= Bayt al-Mal (Hezbollah) =

Hezbollah Bayt al-Mal, also known as Hezbollah Bayt al-Mal Lil Muslimeen or Unit 141, is a Hezbollah-controlled organization that performs financial services for the organization serving as Hezbollah’s unofficial “treasury” as it holds and invests in assets.

Bayt al-Mal operates under the direct supervision of Hezbollah Secretary General Naim Qassem. As Hezbollah's main financial body, Bayt al-Mal serves as a bank, creditor, and investment arm for Hezbollah. Husayn al-Shami is the head of Bayt al-Mal.

It has branch offices in:
Harat Hurayk, Beirut, Lebanon;
Burj Al-Barajinah, Lebanon;
Sidon, Lebanon;
Tyre, Lebanon;
Al-Nabatiyah, Lebanon;
Ba'albak, Lebanon; and
Hirmil, Lebanon.

Hezbollah Bayt al-Mal utilizes the Yousser Company for Finance and Investment to secure loans and finance business deals for Hezbollah companies.

According to Mr.
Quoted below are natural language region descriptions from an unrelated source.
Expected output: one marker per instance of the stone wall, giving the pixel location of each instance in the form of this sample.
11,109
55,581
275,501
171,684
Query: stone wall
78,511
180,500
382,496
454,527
Stuart Levey, U.S. Department of Treasury's Under Secretary for Terrorism and Financial Intelligence (TFI),"Bayt al-Mal functions as Hezbollah's unofficial treasury, holding and investing its assets and serving as intermediaries between the terrorist group and mainstream banks."

The central headquarters of Bayt al-Mal was located in Hezbollah's stronghold in Beirut's southern suburbs.